Hello,

Aujourd'hui je vous dévoile ENFIN, le dernier chapitre de "Rêve ou réalité ?". Pour l'occasion, les mots de ce thème m'ont été donné par LénaFMA. J'espère que vous avez apprécié l'intrigue de cette histoire tout comme moi j'ai adoré l'écrire !

Bonne lecture.

Sei.

PS : Merci à Musing-and-Music, Sow'mama, Luciole et LénaFMA pour leur commentaire sur le précédent chapitre. Cœur sur vous *émoji bisou cœur*.

Thème : Rafale, mondial, voyou et neige.


Jour 23 : Rêve ou réalité ? 7/7

Situation : Après le jour promis, Roy est Général et a pris les commandes de la région Est.

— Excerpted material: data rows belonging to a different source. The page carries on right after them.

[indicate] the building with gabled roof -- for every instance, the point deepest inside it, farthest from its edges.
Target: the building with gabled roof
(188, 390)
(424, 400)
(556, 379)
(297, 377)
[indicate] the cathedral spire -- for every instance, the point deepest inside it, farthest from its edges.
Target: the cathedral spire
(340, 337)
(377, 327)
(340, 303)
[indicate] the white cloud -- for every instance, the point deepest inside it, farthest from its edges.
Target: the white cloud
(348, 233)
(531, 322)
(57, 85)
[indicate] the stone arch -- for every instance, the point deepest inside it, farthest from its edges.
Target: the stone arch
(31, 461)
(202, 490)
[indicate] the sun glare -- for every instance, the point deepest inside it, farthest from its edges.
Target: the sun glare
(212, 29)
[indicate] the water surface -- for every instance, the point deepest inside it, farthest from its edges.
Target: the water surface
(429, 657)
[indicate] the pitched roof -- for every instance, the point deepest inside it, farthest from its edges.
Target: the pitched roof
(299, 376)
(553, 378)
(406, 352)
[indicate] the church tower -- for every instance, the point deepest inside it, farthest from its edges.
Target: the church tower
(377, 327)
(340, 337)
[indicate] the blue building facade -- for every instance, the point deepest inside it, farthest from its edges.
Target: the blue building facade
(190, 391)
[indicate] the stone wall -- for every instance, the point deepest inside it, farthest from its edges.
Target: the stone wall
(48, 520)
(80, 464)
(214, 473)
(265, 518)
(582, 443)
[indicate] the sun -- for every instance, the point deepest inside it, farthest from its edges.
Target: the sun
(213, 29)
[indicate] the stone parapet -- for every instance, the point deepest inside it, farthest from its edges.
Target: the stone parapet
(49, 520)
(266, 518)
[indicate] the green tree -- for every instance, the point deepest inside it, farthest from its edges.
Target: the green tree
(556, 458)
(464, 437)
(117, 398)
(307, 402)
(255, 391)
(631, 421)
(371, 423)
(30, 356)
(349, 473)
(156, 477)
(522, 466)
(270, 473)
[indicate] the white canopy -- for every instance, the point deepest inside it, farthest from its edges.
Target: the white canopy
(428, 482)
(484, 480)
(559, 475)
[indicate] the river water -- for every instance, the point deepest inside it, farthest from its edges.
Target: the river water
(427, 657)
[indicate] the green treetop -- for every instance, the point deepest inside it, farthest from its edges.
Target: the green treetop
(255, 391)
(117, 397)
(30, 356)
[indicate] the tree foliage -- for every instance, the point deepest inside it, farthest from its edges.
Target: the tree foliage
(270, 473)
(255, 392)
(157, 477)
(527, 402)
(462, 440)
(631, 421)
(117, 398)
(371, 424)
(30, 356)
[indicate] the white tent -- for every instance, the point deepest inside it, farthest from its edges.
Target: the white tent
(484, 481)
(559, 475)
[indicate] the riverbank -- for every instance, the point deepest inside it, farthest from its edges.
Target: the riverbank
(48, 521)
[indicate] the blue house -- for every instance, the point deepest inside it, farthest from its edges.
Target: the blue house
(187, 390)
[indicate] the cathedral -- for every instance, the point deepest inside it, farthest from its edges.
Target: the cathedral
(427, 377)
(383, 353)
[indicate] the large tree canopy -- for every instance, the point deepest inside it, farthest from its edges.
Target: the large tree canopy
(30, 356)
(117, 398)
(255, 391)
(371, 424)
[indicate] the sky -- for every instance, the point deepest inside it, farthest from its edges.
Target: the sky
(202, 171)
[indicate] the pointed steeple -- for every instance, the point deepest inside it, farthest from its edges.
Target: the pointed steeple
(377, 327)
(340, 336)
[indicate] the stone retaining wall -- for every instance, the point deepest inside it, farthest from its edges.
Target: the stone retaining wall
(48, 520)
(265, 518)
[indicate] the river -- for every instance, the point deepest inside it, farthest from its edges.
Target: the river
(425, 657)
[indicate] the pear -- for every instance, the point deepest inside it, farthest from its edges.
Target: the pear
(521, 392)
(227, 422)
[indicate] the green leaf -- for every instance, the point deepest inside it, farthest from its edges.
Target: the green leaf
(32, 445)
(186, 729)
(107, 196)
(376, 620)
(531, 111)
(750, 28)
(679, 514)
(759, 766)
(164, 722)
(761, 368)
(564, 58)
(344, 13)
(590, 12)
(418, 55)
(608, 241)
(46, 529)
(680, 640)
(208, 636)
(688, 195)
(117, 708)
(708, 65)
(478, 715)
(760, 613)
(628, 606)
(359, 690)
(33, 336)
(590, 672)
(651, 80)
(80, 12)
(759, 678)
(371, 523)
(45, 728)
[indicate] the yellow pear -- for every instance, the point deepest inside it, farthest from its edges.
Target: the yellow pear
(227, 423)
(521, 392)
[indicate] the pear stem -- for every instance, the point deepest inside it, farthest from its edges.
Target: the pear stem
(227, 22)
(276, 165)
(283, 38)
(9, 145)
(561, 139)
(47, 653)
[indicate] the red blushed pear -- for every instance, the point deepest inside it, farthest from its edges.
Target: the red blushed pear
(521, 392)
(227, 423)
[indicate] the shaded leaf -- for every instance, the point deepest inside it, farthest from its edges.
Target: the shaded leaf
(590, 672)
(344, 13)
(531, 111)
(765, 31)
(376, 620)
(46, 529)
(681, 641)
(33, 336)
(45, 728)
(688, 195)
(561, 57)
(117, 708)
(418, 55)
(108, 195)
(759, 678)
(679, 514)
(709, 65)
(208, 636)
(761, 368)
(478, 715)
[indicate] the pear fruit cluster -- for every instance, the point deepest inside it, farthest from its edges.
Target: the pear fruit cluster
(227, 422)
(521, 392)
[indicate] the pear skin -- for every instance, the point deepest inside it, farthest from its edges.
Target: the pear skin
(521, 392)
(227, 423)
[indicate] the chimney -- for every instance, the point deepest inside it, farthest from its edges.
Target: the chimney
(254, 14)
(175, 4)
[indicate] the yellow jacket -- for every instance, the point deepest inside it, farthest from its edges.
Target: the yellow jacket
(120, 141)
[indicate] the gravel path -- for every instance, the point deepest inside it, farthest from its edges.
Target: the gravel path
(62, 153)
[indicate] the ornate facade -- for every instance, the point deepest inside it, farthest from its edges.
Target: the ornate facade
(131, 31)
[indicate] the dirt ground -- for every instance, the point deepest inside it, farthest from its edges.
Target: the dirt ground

Riza frotte ses mains l'une contre l'autre en soufflant dessus afin de les réchauffer un peu. L'hiver commence durement en cette fin d'année. Ils ont déjà eu le droit à un automne très pluvieux et là, la chute des températures est tellement importante que le lieutenant ne serait pas étonnée de voir tomber les premiers flocons de neige dans les jours à venir...

Mais bon, qu'importe la météo... Il est hors de question qu'elle n'aille pas à l'entrainement.

- Riza ! S'écrit la voix de Rebecca, lorsque Riza entre enfin dans le stand de tir, malgré l'heure tardive.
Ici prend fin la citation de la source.